Old English cat-cyne, cat-kin — the cool-mid-gray pendulous Salix (willow) and Corylus (hazel) male-flower-cluster of late-winter-and-early-spring deciduous-tree flowering. Catkin color refers to a fully developed Salix caprea (goat willow) catkin on a March-flowering branch: a balanced cool gray with the velvet finish of fresh fluffy pollen-bearing male-flower-cluster against bare deciduous-tree branches in early-spring raking light.

Closest matches

The nearest named color in three reference sources, ranked by perceptual distance (ΔE76 in CIELAB). ΔE < 1 is imperceptible to most viewers; ΔE > 10 is clearly different. When two sources point to the same hex they’re merged into one tile; click any to open that color’s page.

Variations

Click any swatch to explore

Harmonies

Accessibility

Color-vision simulation

How this color appears to viewers with the four major color-vision-deficiency types. Computed via the Machado (2009) physiologically-based model. If a tile matches the original, the color reads the same to that viewer.

#7a7263
Original
#767262
Protanopia
#787463
Deuteranopia
#7e6f6e
Tritanopia
#737373
Achromatopsia
WCAG contrast

The color used as foreground text against pure white and pure black, with the contrast ratio and WCAG 2.1 grade. Aim for AA (4.5:1) for body text and AA Large (3:1) for 18 pt+ headlines; AAA (7:1) is the gold standard for long-form reading surfaces.

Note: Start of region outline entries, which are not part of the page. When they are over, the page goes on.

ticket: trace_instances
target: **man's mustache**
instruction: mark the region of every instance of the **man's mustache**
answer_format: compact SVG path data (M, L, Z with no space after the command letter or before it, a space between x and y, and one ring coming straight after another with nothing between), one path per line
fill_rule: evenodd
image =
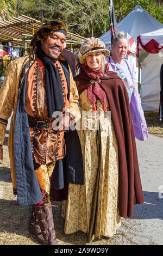
M51 45L51 46L49 46L49 48L56 48L59 49L60 52L61 51L61 48L59 46L57 46L56 45Z

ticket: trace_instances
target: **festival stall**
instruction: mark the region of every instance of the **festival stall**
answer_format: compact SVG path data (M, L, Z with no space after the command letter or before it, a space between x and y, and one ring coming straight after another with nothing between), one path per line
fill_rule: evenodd
M139 87L142 108L144 111L159 111L163 28L137 36L137 60L141 70Z
M136 66L136 48L137 37L143 33L163 28L163 25L149 14L140 5L137 5L128 15L117 23L118 31L123 31L126 36L133 42L130 49L129 54L127 59L132 62ZM106 48L111 50L110 29L100 36ZM137 79L138 79L138 69Z

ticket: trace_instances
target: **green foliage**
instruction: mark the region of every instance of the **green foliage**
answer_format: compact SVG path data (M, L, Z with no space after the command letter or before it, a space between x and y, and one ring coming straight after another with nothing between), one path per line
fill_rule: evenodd
M1 1L1 0L0 0ZM160 0L113 0L117 23L138 4L163 23L162 1ZM84 37L99 37L110 29L109 1L105 0L17 0L20 14L43 22L58 20L65 22L68 31Z
M0 0L0 18L8 20L15 14L16 1L15 0Z

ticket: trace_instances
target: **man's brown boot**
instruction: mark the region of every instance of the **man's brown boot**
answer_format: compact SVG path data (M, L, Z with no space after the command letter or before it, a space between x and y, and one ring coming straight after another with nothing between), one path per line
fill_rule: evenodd
M34 208L46 244L57 245L51 203Z
M30 219L28 224L28 229L32 235L34 235L35 236L36 239L40 242L40 243L41 245L45 245L46 244L46 241L41 233L34 208L34 206L33 208Z

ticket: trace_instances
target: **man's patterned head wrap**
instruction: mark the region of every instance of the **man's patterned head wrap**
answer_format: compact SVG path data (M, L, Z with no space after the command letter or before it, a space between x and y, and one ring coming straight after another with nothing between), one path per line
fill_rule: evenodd
M54 21L48 22L34 34L32 39L30 46L33 49L35 49L41 40L45 39L55 31L62 33L66 35L67 28L64 23L59 21Z

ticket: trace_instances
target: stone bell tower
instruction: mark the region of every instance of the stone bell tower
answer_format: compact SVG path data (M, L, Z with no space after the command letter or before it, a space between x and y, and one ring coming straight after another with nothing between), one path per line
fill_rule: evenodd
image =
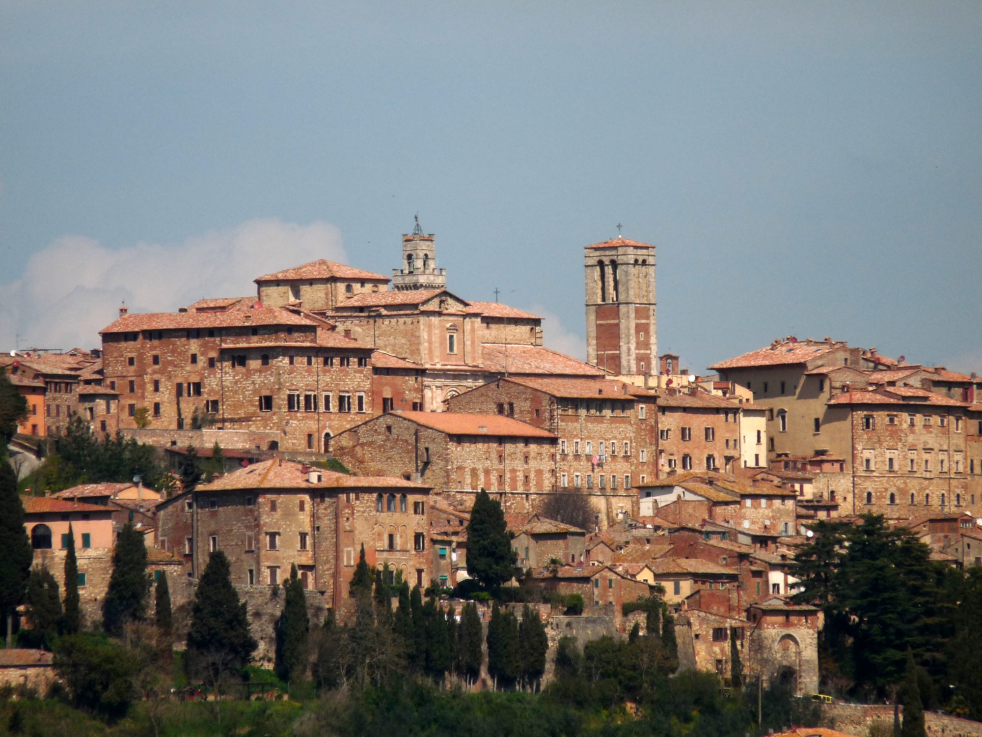
M655 247L618 236L583 249L586 360L618 375L658 373Z
M412 235L403 234L403 266L392 269L392 288L398 292L447 288L447 269L436 267L433 234L423 235L419 215Z

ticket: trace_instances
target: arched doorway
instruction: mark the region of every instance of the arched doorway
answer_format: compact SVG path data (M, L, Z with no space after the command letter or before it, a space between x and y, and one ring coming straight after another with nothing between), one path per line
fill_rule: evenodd
M34 525L30 531L30 546L35 550L51 549L51 528L47 525Z

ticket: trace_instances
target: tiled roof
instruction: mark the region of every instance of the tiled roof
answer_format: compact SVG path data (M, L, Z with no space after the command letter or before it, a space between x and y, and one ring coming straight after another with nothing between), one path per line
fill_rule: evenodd
M766 348L759 348L750 353L744 353L735 359L727 359L713 364L710 368L747 368L757 366L785 366L788 364L804 364L817 359L830 351L846 348L846 343L832 341L826 343L808 341L781 341Z
M471 302L464 311L467 314L483 314L486 317L515 317L517 319L542 319L537 314L518 310L498 302Z
M420 364L414 364L411 361L401 359L398 356L393 356L391 353L386 353L385 351L375 351L372 353L371 365L378 367L379 368L412 368L419 370L423 368Z
M255 303L261 305L261 303ZM200 327L255 327L257 325L317 325L309 317L282 308L251 307L226 312L143 312L124 314L99 333L140 330L185 330Z
M112 513L108 507L97 504L75 503L50 496L22 496L26 514L43 514L46 512L105 512Z
M544 373L558 376L605 376L607 372L542 346L481 345L481 363L496 373Z
M386 305L421 305L432 300L445 289L409 289L405 292L362 292L338 305L339 310L355 307L384 307ZM449 294L449 293L448 293ZM463 300L461 300L464 302Z
M79 394L90 394L95 396L103 396L107 394L119 394L115 389L110 389L108 386L98 386L96 384L82 384L79 387Z
M503 381L511 381L554 397L570 399L626 399L632 401L633 395L626 391L630 384L618 379L596 378L552 378L549 376L508 376Z
M258 279L254 279L253 281L258 284L263 281L330 279L332 277L338 279L381 279L387 282L392 281L387 276L373 274L371 271L365 271L360 268L355 268L355 266L349 266L345 263L328 261L324 258L320 258L316 261L310 261L309 263L304 263L300 266L294 266L293 268L288 268L283 271L277 271L275 274L266 274L265 276L260 276Z
M612 238L609 241L601 241L600 243L595 243L592 246L587 246L588 249L617 249L622 246L637 246L644 249L655 248L650 243L641 243L640 241L629 241L627 238Z
M471 415L459 412L393 413L407 420L432 427L448 435L491 435L507 437L556 437L552 432L503 415Z
M202 483L197 491L225 491L246 488L430 488L422 483L386 476L349 476L326 469L311 468L320 474L319 482L310 483L303 466L293 461L262 461Z
M218 297L213 300L198 300L193 305L189 305L188 310L228 310L241 302L255 300L254 297Z
M126 482L125 483L82 483L80 486L72 486L64 491L52 494L56 499L83 499L87 496L112 496L127 488L133 488L136 484ZM105 507L103 507L105 509Z
M671 573L694 573L713 576L736 576L736 571L700 558L657 558L648 563L656 576Z
M0 650L0 668L25 668L30 665L50 666L54 662L54 654L43 650L27 650L15 648Z
M712 394L663 394L658 399L659 407L692 407L696 409L737 410L739 405Z

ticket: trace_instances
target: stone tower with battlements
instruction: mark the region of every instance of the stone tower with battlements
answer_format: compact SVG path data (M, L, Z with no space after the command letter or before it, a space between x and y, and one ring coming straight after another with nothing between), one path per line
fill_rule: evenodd
M433 234L423 235L418 215L412 234L403 234L403 266L392 269L392 288L398 292L447 288L447 269L436 267Z
M617 375L658 373L655 247L627 238L583 249L586 360Z

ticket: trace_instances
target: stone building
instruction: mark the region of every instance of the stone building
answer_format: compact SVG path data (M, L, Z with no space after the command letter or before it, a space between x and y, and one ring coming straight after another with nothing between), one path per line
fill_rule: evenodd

The quick brown foxSample body text at normal size. The wcag minimum for body contrast is 4.5:1 (AA) or 7:1 (AAA).
AAon White
4.76:1
The quick brown foxSample body text at normal size. The wcag minimum for body contrast is 4.5:1 (AA) or 7:1 (AAA).
AA Largeon Black
4.41:1

Wide gamut

Display P3 representation

The CSS Color 4 wide-gamut form of this color. Both swatches render the same color on every display — the P3 form only diverges from sRGB when a designer pushes channels outside sRGB's reach.

sRGB hex
sRGB hex
##7A7263
Display P3
Display P3
color(display-p3 0.4731 0.4481 0.3946)
Inside sRGBOKLCH chroma 0.025

This color sits well within the sRGB cube. P3 and sRGB share the gray axis and most desaturated tones, so a P3 display renders this identically to an sRGB display.